Basically, MetaQuast takes the assemblies you provide it and runs a BLASTn against SILVA 16S rRNA database. After annotating your assemblies via BLASTn, it tries to match taxonomy to a subset (n=50) of NCBI prokaryotic reference genomes. As such, the taxonomic data in this particular assessment is limited and is somewhat obvious when looking at the data (e.g. most contigs don’t align to any of the references). Consequently, the various “Genome Statistics” carry little weight on considering the impications of that data, in my opinion.

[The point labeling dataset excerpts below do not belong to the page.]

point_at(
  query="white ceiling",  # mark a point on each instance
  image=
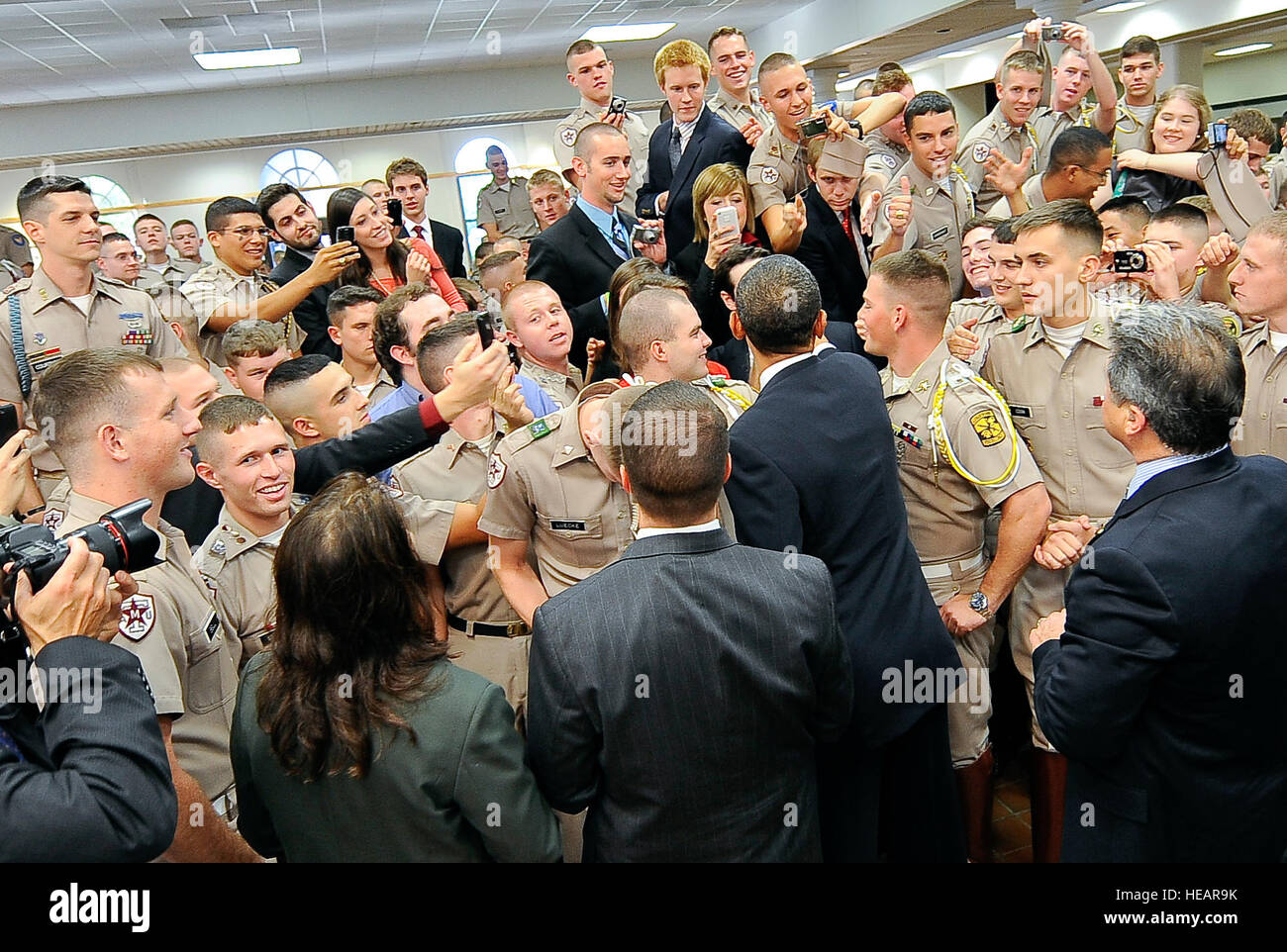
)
(91, 49)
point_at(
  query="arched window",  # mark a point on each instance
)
(470, 158)
(108, 194)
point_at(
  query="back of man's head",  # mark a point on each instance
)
(680, 463)
(82, 391)
(918, 281)
(779, 303)
(1182, 368)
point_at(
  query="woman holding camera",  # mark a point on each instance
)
(354, 737)
(385, 264)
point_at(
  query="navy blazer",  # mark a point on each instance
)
(686, 714)
(1166, 690)
(814, 471)
(713, 142)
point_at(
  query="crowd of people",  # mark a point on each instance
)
(693, 516)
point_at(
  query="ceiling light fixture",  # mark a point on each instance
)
(1239, 50)
(622, 33)
(246, 59)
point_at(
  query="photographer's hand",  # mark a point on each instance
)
(76, 601)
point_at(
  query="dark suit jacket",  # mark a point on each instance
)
(574, 258)
(309, 313)
(685, 715)
(814, 468)
(91, 786)
(713, 141)
(1166, 691)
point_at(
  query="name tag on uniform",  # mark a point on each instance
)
(567, 525)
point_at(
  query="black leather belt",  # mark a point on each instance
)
(514, 629)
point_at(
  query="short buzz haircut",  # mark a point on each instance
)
(1025, 60)
(678, 479)
(584, 145)
(772, 63)
(779, 303)
(921, 282)
(404, 166)
(726, 31)
(928, 103)
(439, 346)
(34, 197)
(252, 337)
(224, 416)
(1141, 47)
(344, 297)
(1077, 145)
(223, 209)
(1178, 363)
(1076, 220)
(84, 390)
(650, 316)
(677, 54)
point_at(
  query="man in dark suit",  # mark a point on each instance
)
(578, 253)
(1161, 681)
(689, 142)
(814, 471)
(86, 779)
(287, 213)
(690, 731)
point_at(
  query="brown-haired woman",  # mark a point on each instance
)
(354, 737)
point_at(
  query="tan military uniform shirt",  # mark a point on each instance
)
(939, 214)
(944, 510)
(544, 487)
(1132, 128)
(561, 387)
(991, 322)
(507, 207)
(14, 247)
(636, 133)
(1056, 406)
(183, 644)
(218, 284)
(994, 132)
(52, 327)
(1262, 428)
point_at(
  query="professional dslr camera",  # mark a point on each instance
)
(120, 536)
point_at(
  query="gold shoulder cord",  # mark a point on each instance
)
(942, 442)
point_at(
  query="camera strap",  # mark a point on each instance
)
(20, 348)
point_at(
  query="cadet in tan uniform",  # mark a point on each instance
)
(957, 457)
(170, 622)
(503, 207)
(930, 202)
(591, 72)
(1050, 371)
(1007, 128)
(64, 307)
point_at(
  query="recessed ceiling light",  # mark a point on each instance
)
(1239, 50)
(245, 59)
(621, 33)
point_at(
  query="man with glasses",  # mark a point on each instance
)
(1080, 162)
(236, 286)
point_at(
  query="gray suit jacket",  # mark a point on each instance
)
(680, 693)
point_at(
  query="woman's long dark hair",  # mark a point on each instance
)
(339, 211)
(352, 630)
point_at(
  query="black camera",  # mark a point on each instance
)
(121, 536)
(1131, 261)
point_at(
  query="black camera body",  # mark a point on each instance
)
(121, 536)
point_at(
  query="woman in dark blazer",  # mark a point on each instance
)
(354, 737)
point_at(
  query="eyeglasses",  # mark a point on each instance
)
(245, 232)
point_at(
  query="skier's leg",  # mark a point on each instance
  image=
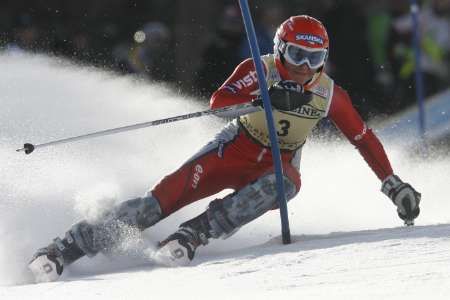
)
(224, 217)
(193, 181)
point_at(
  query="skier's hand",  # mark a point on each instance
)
(288, 95)
(404, 196)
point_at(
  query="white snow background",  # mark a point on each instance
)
(348, 242)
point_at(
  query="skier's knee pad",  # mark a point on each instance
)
(104, 234)
(227, 215)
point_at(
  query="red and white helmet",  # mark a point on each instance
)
(302, 40)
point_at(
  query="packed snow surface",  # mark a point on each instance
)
(348, 242)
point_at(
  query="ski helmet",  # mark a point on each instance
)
(302, 40)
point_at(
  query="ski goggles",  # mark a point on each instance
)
(298, 55)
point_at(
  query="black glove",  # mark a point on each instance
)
(286, 95)
(404, 196)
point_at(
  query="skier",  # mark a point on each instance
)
(239, 158)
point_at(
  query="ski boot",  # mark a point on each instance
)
(48, 263)
(179, 248)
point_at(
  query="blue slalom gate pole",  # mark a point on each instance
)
(418, 69)
(249, 28)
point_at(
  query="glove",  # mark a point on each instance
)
(404, 196)
(286, 95)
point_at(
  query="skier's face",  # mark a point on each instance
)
(300, 74)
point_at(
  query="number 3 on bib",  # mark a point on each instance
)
(285, 125)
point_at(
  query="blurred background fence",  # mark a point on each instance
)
(195, 45)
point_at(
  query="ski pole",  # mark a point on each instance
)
(238, 109)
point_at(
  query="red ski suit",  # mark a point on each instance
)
(237, 160)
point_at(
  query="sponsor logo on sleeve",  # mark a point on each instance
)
(198, 171)
(243, 82)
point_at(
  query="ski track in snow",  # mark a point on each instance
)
(348, 242)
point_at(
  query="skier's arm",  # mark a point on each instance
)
(347, 119)
(239, 88)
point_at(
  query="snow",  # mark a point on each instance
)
(348, 242)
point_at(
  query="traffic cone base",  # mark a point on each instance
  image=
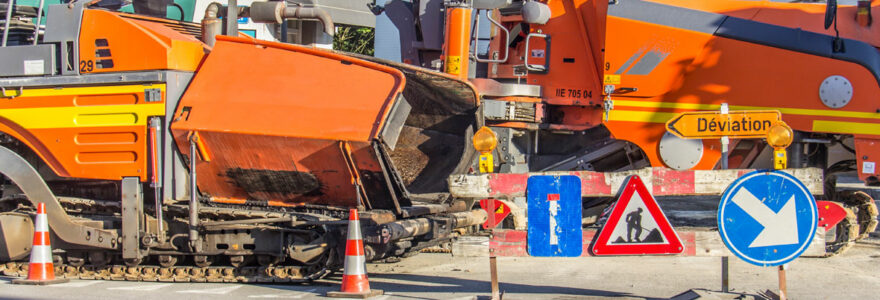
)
(371, 293)
(41, 271)
(354, 274)
(40, 282)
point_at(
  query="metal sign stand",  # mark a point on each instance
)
(493, 261)
(782, 290)
(725, 260)
(725, 277)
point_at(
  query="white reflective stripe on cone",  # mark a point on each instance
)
(354, 234)
(355, 265)
(41, 224)
(41, 254)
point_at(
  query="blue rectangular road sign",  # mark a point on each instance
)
(554, 212)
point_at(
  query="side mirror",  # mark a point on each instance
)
(830, 12)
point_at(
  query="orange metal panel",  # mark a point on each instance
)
(111, 43)
(806, 16)
(97, 152)
(272, 117)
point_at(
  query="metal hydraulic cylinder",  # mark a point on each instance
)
(456, 51)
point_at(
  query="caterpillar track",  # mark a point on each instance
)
(277, 274)
(860, 221)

However, it does provide an excellent summary on how big each of the assemblies are, N50, largest contigs, etc.

Output folder:

Quast Report (HTML):


Screen cap of default report view


  • Screen cap of the Icarus Contig Viewer:

Screen cap of the Icarus Contig Viewer


At a cursory glance at the comparisons, I’d say that the assemblies that I generated with Megahit seem a bit more robust than those that were generated using NGless. However, when looking at the alignments/missassembly data, Emma’s assemblies certainly seem to perform better. Overall, it seems like her assemblies were done in a more conservative fashion, resulting in smaller, but possibly more accurate, assemblies. Unfortunately, the NGless job submission is a bit of a black box, as Emma’s cluster loaded it as part of a cluster “module” - meaning the settings for NGless are stored in there, not actually in the cluster job submission script. Maybe I’ll contact Emma and see if she can pass along the NGless module contents.